ERP as a Translational Clinical Trial Endpoint
One of the major challenges in Alzheimer’s research is identifying sensitive, scalable, and clinically meaningful endpoints for therapeutic trials. ERP biomarkers address this challenge by offering:
- Non-invasive measurement of brain function
- Objective physiological data, independent of patient self-report
- High sensitivity to cognitive change
- Repeatability, making them ideal for longitudinal studies
The evidence presented supports ERP measures as translational endpoints, capable of linking underlying neural changes to clinical outcomes in Alzheimer’s disease trials.
The integration of ERP biomarkers into clinical trial design may significantly improve how researchers:
- Detect early cognitive changes
- Monitor disease progression
- Evaluate treatment response
- Reduce reliance on invasive or costly biomarkers
By capturing real-time neural processing, ERP measures can enhance the precision and efficiency of clinical trials while supporting earlier intervention strategies.

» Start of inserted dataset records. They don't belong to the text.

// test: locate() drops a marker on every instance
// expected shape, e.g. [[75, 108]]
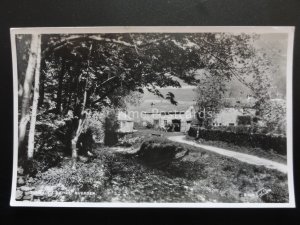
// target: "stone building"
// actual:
[[179, 117]]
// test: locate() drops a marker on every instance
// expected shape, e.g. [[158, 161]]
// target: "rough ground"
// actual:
[[202, 176], [251, 159]]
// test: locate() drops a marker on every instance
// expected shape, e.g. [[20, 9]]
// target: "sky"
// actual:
[[275, 45]]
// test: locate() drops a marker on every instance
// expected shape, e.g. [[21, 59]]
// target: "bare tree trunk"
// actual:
[[35, 102], [60, 88], [81, 120], [25, 117]]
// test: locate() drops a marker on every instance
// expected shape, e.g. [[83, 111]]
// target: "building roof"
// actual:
[[165, 106], [122, 116]]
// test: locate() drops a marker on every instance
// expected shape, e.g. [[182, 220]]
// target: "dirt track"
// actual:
[[251, 159]]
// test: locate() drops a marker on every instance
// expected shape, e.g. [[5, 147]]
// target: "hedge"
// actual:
[[260, 140]]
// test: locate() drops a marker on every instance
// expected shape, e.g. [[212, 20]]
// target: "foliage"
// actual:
[[199, 177], [264, 141], [244, 120], [160, 151], [111, 126], [42, 161]]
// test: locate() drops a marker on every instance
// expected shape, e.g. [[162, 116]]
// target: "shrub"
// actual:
[[111, 126], [264, 141], [42, 161], [160, 151], [244, 120]]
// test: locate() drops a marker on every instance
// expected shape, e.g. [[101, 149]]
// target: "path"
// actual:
[[251, 159]]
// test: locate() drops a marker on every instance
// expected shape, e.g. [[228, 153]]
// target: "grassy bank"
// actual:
[[199, 177]]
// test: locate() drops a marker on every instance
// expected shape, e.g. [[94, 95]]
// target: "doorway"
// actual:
[[176, 125]]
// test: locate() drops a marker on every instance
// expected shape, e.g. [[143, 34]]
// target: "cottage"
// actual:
[[125, 123], [178, 117]]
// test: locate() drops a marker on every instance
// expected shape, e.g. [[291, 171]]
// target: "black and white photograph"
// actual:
[[153, 117]]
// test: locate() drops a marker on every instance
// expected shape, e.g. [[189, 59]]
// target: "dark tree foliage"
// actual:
[[84, 73]]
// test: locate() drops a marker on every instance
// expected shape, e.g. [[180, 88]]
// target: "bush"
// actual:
[[264, 141], [244, 120], [160, 151], [42, 161]]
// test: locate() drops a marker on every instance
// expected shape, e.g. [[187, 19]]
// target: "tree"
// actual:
[[87, 72], [35, 101], [26, 89]]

This research underscores the growing importance of digital and neurophysiological biomarkers in modern neurology. EEG-based ERP tools offer a scalable solution that can be deployed in point-of-care and research settings, supporting personalized medicine approaches in Alzheimer’s disease.
As Alzheimer’s research continues to evolve, ERP biomarkers represent a promising pathway toward more accessible, objective, and clinically meaningful measures of cognitive dysfunction.
Conclusion
The real-world ERP evidence presented at CTAD 2025 strengthens the case for event-related potentials as powerful biomarkers of cognitive dysfunction in Alzheimer’s disease. By demonstrating reliability outside the laboratory and relevance to clinical outcomes, this work supports the adoption of ERP measures as translational endpoints in Alzheimer’s clinical trials.
These findings mark an important step toward improving early detection, monitoring disease progression, and accelerating therapeutic development for individuals affected by Alzheimer’s disease.